GBP/USD: brief summary and near-term outlook

As reported by the Office for National Statistics (ONS) on Tuesday, the number of citizens applying for unemployment benefits in February fell by 11,200 (against the forecast 12,400 and the previous value of 30,300), and unemployment in January remained at the same level of 3.7% (against the forecast 3.8%). At the same time, regular wages, excluding bonuses, rose by 6.5% year-on-year in January (against the expected 6.6%).

The data presented suggest that the rate of wage growth has slowed markedly in recent months and may have peaked, while unemployment has stabilized at 3.7%. This data also indirectly suggests that inflationary pressures on the economy and the Bank of England may be easing on further tightening of its monetary policy ahead of next Thursday's meeting.

The Bank of England may raise the interest rate again at this meeting. At the same time, economists suggest that the BoE may raise the interest rate by +0.25%, instead of the +0.50% market expectation, and may even take a pause in hikes, given the banking crisis in the United States and the situation in the British economy.

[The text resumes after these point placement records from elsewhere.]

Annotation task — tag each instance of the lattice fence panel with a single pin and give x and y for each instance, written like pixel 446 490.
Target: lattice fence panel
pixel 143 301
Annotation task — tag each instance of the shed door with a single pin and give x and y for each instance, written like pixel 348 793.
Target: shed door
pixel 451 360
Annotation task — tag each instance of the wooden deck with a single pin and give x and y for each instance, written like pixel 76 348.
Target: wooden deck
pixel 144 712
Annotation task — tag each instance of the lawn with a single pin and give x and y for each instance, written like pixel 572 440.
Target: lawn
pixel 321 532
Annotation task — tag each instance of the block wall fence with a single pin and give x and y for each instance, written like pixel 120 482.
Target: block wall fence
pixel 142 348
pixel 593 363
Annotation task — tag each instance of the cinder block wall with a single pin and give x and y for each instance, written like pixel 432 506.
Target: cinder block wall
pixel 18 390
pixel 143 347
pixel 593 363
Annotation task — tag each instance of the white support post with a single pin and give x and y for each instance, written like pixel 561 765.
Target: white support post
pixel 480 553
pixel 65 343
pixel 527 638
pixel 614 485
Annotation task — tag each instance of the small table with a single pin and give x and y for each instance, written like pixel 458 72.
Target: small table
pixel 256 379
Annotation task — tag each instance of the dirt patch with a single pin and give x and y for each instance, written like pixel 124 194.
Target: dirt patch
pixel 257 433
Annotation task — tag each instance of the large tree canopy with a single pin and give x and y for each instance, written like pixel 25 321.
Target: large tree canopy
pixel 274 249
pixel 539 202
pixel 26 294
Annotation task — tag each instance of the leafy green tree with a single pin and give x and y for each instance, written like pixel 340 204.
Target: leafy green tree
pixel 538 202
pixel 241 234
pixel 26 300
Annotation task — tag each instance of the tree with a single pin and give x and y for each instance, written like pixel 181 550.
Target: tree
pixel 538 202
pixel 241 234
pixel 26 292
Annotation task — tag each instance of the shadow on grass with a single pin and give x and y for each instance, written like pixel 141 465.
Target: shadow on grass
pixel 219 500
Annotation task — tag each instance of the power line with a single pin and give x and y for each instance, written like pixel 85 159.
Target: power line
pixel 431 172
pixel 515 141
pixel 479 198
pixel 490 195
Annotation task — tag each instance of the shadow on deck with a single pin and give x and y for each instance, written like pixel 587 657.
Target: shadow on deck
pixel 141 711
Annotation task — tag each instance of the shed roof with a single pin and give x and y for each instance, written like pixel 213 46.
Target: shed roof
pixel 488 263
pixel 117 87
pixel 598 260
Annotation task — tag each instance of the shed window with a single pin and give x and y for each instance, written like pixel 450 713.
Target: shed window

As the latest data released on Friday showed, manufacturing output fell 0.4% in January (against the forecast of -0.1% and 0% a month earlier), while total industrial output was -0.3% (versus the forecast of -0.2% and +0.3% in December). On an annualized basis, data on the volume of industrial production in the UK was -5.2% in January, worse than the -5.0% forecast.

Like many other risky assets and the world's alternative to the dollar, the pound rose earlier this week as it reacted to tensions in the U.S. banking sector. Yesterday, the GBP/USD pair reached the local 4-week high and 1.2200 resistance level.

However, today, the pair, like most dollar pairs, is declining amid the strengthening of the dollar. The pound also reacted rather restrainedly to today's publication of data from the British labor market.

Economists believe that as long as the Bank of England maintains a cautious stance on inflation, unlike the Fed and the ECB, the pound is likely to remain under pressure, continuing to depreciate relatively.

As for today's news, market participants will follow the publication (at 12:30 GMT) of fresh inflation data in the U.S. CPI growth is expected to slow in February to +0.4% from +0.5% in January and to 6.0% from 6.4% year-on-year.

Meanwhile, despite rising today, the U.S. dollar remains under pressure: the Fed announced a $25.0 billion Bank Term Funding Program (BTFP) that will provide troubled financial institutions with access to short-term credit. Economists have already called this project "new quantitative easing in disguise," which also indicates a partial departure from the hawkish stance.

In addition, investors are focusing on the Fed's monetary policy outlook in the new environment created by the collapse of Silicon Valley Bank (SVB) and Signature Bank. In particular, former Assistant Secretary of the Treasury Paul Craig Roberts recently said that the Fed now has two options: cut interest rates or turn to the issue of money. In both cases it is a negative scenario for the dollar and the U.S. economy.

Recall that the next meeting of the Fed will be held on March 21 and 22. Before the events last Friday and the weekend, many economists and market participants were counting on a tougher Fed rate hike (+50 bps) based on Powell's speeches last week in Congress, where he made a number of tough statements. Now the probability of such an increase tends to zero.

As of writing, GBP/USD was trading near 1.2147, 53 points below yesterday's high of 1.2200. Many economists believe that we should not expect growth above this mark. Even despite the U.S. banking crisis, the pound remains vulnerable to the dollar, including due to the difference in the positions of the U.S. and UK central banks. The breakdown of the 1.2100 mark may be the starting point for the resumption of the downward dynamics of GBP/USD.